Case Study A: Deep Tech Founder, TTPS Category A

A Shenzhen-based founder of a deep tech company developing semiconductor packaging solutions applied for a TTPS Category A visa in March 2025. The founder’s income derived from a PRC company with a BVI holding structure. The application was submitted on 15 March 2025 with a complete documentation package prepared over six weeks.

The Immigration Department issued a request for further information on 10 April 2025, asking for additional details on the source of a HKD 3.1 million dividend payment. The founder provided the requested documentation on 18 April 2025. The visa was approved on 28 May 2025 — a total processing time of 10.4 weeks. The founder had planned to close a Series A round in April 2025, but the delay forced the investor to postpone the closing to June 2025, resulting in a 60-day extension of the bridge loan facility at an additional cost of HKD 180,000 in interest.

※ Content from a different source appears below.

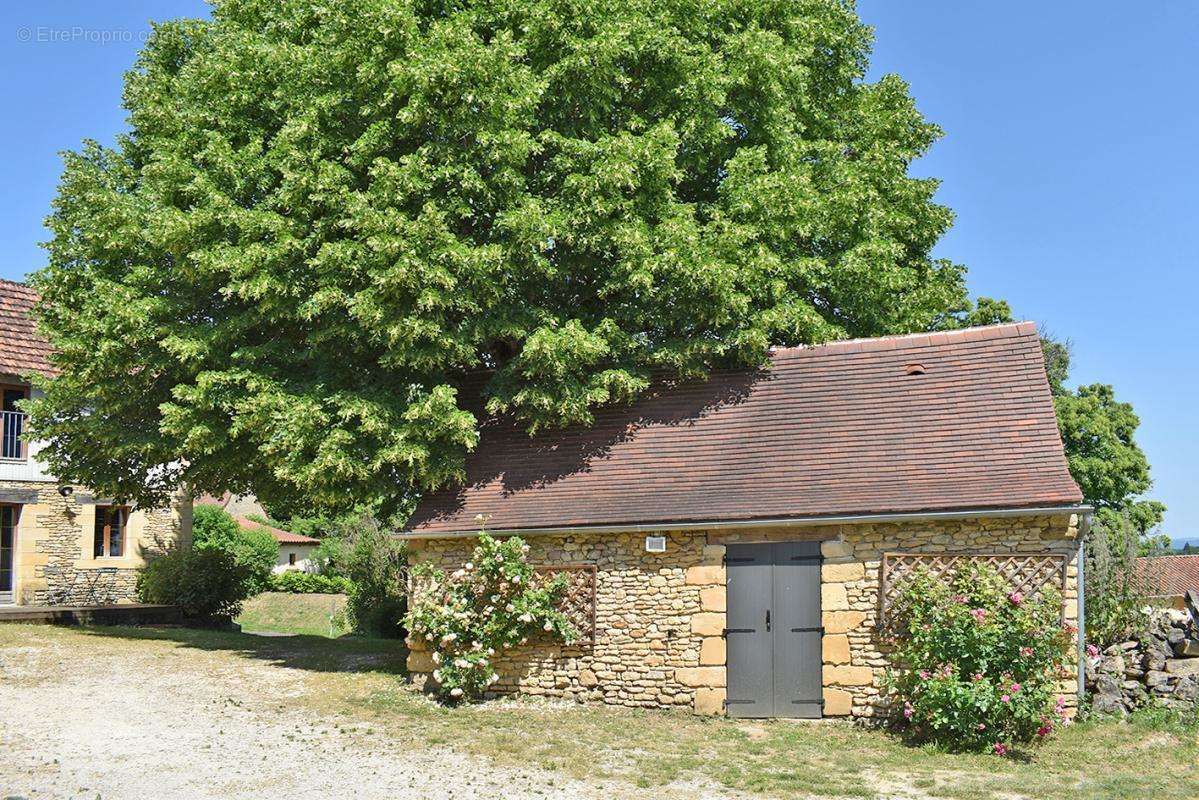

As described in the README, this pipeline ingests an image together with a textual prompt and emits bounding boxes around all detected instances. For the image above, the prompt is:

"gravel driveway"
[0,626,728,800]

Case Study B: Biotech Founder, TechTAS

A founder of a biotech company developing a novel drug delivery platform applied for the TechTAS in June 2025. The company was pre-revenue and had a provisional patent filing in the PRC. The application was submitted on 2 June 2025.

The Technology Vetting Committee requested a detailed technology roadmap and a comparison with competing technologies on 30 June 2025. The founder submitted the additional documents on 14 July 2025. The Innovation and Technology Commission approved the technology assessment on 28 July 2025. The Immigration Department processed the visa application and issued the approval on 18 August 2025 — a total of 11.0 weeks.

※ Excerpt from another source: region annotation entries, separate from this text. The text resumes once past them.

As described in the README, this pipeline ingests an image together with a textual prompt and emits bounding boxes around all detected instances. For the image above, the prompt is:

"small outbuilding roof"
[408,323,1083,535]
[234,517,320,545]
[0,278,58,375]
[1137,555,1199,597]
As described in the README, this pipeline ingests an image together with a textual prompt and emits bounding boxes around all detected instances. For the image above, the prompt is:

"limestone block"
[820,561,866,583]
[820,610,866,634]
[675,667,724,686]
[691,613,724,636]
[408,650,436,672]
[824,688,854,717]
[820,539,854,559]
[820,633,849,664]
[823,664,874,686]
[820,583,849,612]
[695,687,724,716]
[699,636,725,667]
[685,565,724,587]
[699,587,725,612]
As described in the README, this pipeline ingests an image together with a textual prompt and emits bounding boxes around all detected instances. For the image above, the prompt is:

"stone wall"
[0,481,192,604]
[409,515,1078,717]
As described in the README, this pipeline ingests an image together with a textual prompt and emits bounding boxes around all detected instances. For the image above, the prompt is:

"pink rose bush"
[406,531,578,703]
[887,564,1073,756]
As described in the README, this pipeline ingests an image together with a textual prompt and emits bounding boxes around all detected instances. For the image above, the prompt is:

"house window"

The founder had planned to join the HKSTP incubation programme in July 2025, but the delay meant the programme start date was pushed to September 2025. The founder lost access to the HKSTP co-working space and mentorship for two months, which the founder estimated at an opportunity cost of HKD 80,000 in subsidised rent and HKD 50,000 in consulting services.

The 2025–2026 Policy Outlook and What Founders Should Do Now

The Hong Kong government has signalled its intention to streamline the visa processing system for technology talent. The Chief Executive’s 2025 Policy Address, delivered on 16 October 2025, announced the establishment of a dedicated “Technology Talent Visa Unit” within the Immigration Department, with a target of reducing TechTAS processing times to four weeks by Q3 2026.

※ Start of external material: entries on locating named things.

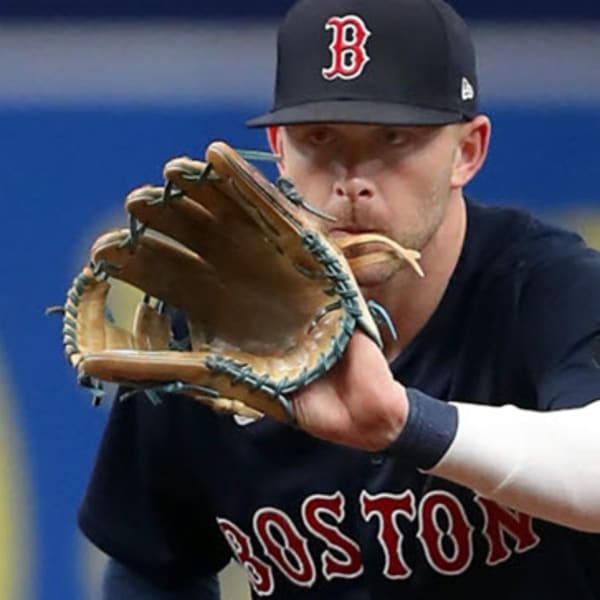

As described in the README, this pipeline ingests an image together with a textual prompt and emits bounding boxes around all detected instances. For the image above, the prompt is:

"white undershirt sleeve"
[427,401,600,532]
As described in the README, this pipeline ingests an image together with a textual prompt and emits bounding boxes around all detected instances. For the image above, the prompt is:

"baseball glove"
[54,142,420,422]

However, the same Policy Address also introduced a new requirement for all TTPS Category A applicants to provide a certified audit report from a Hong Kong CPA firm for income exceeding HKD 5 million. This requirement, effective 1 January 2026, will add an estimated 2-3 weeks to the document preparation phase for high-income founders.

For founders planning to apply for a Hong Kong start-up visa in 2026, the following specific, actionable steps are recommended:

  1. Begin document collection at least eight weeks before the intended visa submission date, with particular attention to PRC tax records, company ownership documentation, and audited financial statements if income exceeds HKD 5 million.
  2. Engage a Hong Kong-licensed immigration practitioner (a “visa consultant” registered with the Immigration Department) at the outset, as the 2025 HKIPA survey found that professionally-assisted applications had a 23% shorter processing time on average than self-filed applications.
  3. Incorporate the Hong Kong company and secure a physical office lease before submitting the visa application, as this eliminates the sponsoring employer delay under the ASMTP and provides a clear address for correspondence under all three pathways.
  4. Prepare a comprehensive technology roadmap and IP portfolio summary in advance of a TechTAS application, as the Technology Vetting Committee’s request for additional information is the single largest driver of processing delays for pre-revenue companies.
  5. Budget for a minimum 10-week total timeline from the start of document preparation to visa issuance for any pathway involving a PRC-based company, and communicate this timeline explicitly to investors, landlords, and co-founders to avoid contractual penalties.